Después de pasar un mes en Londres, finalmente me estoy acostumbrando a su clima frío, sus lluvias impredecibles y la elegancia que parece sacada de una película de James Bond. Las diminutas tazas de café expreso, una buena cerveza o un whisky bien servido se han convertido en parte de mi rutina. El trabajo en el museo es constante, pero la arqueología me apasiona tanto que siempre estoy en busca de la próxima aventura. Antes de llegar aquí, estuve un tiempo en París, donde el Louvre me ofreció un auténtico festín de historia entre sus majestuosas paredes.
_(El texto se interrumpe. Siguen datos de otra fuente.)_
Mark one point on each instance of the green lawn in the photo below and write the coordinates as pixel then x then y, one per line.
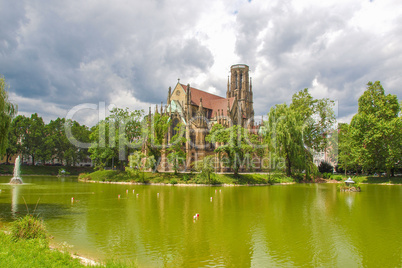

Antes de eso, vagaba por China, Japón, Perú, México e incluso Egipto y Turquía.Mis padres y abuelos me llaman cada semana, y comparto con ellos cada una de mis aventuras. Ellos, sin embargo, ya han decidido quedarse en casa desde hace tiempo. Mi madre sigue trabajando en el hospital de Hillwood, y mi padre en el museo de la ciudad, donde me llevó por primera vez a mostrarme lo que significa ser arqueólogo. Fue entonces cuando el vasto mundo de la historia comenzó a desplegarse ante mis pies.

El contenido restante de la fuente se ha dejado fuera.